Avatar hasn’t bitten off a larger chunk of cultural clout because it’s the bittersweet money-making victim of its own technological advances. It was too ambitious, destined to have limited repercussions after it left theaters for home video. It is the essential 3-D cinema experience. A spectacle of that size, you can’t watch from your couch covered in Doritos dust, checking Twitter on your phone for the 20th time. The only place you could legitimately watch Avatar is in a darkened 3-D theater, on a humongous screen, with sound that gives you a nosebleed.
For most movies, this dynamic isn’t so critical. You could just as easily get a perfectly fine experience out of other top-earners like Frozen or The Dark Knight Rises on your 32-inch flatscreen. Avatar isn’t one of those movies.

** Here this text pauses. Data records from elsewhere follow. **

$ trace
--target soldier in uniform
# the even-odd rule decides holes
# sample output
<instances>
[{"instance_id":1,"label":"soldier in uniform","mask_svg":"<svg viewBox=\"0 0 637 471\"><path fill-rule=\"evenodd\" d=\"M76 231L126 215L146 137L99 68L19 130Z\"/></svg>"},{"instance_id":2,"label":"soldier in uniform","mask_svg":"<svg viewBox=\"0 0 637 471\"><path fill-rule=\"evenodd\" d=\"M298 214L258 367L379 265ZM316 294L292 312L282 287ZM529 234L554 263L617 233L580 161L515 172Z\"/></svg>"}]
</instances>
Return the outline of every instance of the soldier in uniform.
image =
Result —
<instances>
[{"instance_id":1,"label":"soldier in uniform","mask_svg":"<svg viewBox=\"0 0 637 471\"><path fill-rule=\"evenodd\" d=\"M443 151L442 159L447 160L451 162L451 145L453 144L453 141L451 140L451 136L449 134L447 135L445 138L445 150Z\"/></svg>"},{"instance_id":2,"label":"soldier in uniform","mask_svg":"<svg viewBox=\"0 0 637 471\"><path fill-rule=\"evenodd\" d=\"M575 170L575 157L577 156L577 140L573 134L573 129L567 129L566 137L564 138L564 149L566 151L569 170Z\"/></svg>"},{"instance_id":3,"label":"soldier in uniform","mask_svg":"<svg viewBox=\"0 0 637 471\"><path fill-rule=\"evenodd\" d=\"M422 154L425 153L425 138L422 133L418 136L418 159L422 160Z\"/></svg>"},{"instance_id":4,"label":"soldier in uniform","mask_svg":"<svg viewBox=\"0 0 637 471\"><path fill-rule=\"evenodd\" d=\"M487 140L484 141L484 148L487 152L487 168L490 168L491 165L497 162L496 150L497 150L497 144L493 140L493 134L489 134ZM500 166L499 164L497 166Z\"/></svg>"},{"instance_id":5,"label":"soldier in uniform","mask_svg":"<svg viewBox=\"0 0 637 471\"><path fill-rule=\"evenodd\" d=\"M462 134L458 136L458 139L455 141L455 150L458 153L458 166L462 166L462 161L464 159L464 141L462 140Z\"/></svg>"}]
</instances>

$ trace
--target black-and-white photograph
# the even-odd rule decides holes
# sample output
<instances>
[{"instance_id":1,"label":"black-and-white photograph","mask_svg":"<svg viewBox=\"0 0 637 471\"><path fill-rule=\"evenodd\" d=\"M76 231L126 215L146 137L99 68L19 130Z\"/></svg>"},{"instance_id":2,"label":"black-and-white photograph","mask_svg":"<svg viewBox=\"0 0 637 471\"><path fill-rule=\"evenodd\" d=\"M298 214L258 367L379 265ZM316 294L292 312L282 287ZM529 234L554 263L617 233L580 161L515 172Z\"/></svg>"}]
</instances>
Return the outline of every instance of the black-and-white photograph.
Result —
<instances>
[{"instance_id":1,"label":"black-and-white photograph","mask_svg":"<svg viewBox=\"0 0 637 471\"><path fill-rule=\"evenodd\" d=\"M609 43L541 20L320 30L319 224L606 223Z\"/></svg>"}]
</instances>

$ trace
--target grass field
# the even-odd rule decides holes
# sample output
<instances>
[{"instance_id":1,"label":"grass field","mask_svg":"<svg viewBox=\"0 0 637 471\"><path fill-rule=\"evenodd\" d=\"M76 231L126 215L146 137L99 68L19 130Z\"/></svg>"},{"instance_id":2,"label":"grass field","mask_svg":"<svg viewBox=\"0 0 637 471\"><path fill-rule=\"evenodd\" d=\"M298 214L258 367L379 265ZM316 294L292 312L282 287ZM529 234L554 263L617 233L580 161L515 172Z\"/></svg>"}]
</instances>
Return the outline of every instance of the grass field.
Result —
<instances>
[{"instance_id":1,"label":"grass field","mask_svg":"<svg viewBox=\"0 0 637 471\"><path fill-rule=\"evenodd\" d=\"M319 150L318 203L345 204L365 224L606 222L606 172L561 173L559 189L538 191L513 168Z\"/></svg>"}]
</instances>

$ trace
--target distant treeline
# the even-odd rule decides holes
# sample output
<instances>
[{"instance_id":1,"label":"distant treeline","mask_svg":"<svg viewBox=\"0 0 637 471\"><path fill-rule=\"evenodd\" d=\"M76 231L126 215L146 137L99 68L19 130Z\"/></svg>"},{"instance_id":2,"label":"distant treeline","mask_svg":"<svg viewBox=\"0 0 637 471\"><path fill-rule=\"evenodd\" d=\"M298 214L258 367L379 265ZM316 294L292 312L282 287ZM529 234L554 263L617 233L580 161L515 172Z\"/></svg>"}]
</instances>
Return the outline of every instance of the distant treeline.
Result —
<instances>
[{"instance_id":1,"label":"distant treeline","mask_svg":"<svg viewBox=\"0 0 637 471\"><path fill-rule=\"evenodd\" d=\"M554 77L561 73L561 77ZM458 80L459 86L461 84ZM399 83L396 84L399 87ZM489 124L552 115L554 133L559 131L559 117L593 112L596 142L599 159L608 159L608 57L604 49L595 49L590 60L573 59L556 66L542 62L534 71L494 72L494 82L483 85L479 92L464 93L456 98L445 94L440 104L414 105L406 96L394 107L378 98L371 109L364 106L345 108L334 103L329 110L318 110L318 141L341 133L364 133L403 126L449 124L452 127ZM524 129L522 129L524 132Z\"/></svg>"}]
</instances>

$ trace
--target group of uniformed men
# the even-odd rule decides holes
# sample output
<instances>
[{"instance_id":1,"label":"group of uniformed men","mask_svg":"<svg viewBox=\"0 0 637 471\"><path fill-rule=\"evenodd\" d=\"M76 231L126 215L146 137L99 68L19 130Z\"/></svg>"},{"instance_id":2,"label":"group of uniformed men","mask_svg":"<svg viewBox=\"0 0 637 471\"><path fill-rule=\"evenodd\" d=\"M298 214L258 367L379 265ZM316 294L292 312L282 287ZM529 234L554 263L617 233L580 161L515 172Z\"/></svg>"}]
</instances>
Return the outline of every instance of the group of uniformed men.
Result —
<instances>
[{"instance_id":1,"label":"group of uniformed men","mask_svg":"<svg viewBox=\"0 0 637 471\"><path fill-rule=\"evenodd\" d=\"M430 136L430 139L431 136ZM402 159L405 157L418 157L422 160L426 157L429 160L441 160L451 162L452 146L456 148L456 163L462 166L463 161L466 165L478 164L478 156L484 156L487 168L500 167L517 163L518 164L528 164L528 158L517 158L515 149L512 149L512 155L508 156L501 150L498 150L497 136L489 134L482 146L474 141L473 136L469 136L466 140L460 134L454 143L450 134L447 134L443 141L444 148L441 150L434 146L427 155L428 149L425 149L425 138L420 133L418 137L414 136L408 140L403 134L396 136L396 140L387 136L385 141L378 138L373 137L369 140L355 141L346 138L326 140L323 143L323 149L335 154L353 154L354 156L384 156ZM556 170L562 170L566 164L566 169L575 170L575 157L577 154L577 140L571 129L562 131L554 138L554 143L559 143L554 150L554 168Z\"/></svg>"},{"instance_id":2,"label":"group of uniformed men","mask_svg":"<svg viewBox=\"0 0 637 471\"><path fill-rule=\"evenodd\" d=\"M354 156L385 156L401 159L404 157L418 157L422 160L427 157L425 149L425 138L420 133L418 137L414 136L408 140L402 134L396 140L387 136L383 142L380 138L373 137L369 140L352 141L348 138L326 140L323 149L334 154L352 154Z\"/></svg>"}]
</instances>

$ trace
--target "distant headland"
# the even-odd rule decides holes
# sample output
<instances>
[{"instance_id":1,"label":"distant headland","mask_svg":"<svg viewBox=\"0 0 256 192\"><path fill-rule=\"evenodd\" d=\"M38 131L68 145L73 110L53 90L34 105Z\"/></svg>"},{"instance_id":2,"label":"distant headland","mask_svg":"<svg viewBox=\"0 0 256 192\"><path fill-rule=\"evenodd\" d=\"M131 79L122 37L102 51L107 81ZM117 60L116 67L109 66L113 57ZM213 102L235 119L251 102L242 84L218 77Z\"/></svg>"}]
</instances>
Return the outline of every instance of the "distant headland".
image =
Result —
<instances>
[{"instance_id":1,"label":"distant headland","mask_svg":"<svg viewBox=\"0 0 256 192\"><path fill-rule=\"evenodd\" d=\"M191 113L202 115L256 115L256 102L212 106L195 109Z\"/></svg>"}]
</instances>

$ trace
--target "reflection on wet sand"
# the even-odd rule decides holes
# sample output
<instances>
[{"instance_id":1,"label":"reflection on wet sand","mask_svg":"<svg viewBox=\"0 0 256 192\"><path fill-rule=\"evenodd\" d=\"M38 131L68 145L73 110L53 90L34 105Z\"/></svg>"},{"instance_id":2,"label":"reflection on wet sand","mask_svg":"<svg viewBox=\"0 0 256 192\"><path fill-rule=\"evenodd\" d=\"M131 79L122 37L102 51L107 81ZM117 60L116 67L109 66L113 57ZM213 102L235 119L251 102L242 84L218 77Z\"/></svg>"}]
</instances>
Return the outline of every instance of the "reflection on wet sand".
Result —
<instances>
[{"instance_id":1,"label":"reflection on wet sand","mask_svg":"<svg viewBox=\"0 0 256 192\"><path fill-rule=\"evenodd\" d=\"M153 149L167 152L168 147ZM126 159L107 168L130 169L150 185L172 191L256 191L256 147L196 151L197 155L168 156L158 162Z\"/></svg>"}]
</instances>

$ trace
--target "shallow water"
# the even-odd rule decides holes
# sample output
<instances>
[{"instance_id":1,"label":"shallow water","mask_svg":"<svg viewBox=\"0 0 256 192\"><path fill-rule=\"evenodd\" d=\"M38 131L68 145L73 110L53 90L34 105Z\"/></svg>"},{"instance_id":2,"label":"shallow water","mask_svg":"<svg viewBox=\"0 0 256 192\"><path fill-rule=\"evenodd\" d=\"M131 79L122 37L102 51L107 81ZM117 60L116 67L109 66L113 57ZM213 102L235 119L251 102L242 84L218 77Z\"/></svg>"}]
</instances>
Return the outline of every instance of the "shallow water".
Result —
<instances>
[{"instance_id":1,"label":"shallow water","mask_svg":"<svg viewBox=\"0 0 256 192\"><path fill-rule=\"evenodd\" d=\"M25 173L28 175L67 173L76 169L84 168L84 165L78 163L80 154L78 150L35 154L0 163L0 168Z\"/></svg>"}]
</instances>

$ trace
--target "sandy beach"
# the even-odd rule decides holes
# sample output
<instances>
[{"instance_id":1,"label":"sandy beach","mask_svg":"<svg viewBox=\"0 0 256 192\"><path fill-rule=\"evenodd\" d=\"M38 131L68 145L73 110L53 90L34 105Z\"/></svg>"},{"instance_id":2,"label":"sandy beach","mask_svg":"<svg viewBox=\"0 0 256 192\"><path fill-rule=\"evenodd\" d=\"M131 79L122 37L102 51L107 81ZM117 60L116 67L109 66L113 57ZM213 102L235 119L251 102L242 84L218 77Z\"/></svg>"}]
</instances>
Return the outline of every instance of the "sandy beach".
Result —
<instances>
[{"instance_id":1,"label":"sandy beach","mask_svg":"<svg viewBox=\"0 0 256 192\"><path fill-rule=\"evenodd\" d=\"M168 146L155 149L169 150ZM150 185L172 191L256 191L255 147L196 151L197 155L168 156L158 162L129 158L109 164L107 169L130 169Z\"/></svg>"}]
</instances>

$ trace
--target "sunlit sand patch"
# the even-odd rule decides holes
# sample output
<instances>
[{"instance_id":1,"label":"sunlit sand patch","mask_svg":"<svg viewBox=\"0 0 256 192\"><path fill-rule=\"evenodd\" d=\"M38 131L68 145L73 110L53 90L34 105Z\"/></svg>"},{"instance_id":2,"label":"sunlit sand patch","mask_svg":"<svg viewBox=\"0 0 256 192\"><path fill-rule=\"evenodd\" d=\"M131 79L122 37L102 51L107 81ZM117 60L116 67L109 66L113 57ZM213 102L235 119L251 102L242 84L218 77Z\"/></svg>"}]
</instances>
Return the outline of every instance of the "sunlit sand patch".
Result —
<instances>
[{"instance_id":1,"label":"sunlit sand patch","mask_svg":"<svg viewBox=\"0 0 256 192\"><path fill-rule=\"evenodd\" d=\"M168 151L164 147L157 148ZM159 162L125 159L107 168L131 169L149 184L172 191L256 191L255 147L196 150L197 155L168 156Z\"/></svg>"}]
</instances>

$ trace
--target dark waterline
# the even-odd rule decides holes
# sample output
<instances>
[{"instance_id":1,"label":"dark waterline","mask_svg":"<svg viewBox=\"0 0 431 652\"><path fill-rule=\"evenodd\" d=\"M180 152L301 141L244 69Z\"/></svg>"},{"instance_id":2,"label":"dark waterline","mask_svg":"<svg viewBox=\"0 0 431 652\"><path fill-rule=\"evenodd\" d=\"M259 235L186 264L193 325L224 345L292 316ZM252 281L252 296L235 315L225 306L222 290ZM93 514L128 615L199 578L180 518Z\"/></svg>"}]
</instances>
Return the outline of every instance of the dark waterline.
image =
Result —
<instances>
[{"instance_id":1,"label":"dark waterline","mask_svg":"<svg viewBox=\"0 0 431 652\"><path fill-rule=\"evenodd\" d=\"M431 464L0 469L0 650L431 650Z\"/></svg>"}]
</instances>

I remember the first time I watched it on a TV at home. It was gunk: a shallow-looking, comically splashy and expensive live-action FernGully sequel. It was nothing like the 3-D images of the alien planet Pandora and its fully realized ecosystem that pulled me in from my theater seat.
People loved Avatar for the precise immersion Cameron created, and for the depth of its innovative 3-D. Eventually 3-D TVs made a brief splash when the format started to become the new normal for potential blockbusters, but the fad faded as people realized they couldn’t adequately re-create the 3-D theater experience.
The only place it can truly live now is when repertory houses re-evaluate and showcase 3-D, as Brooklyn’s BAMcinematek did in May. Otherwise, it’s destined to be seen in reruns on third-tier cable channels, or loitering in bargain DVD bins. The best we can do now is to hope it’s re-released and re-experienced in theaters when Cameron begins to roll out his rumored handful of sequels. If not, people will still complain that it’s the meaningless box office champ forgotten by the millions of people who put it there.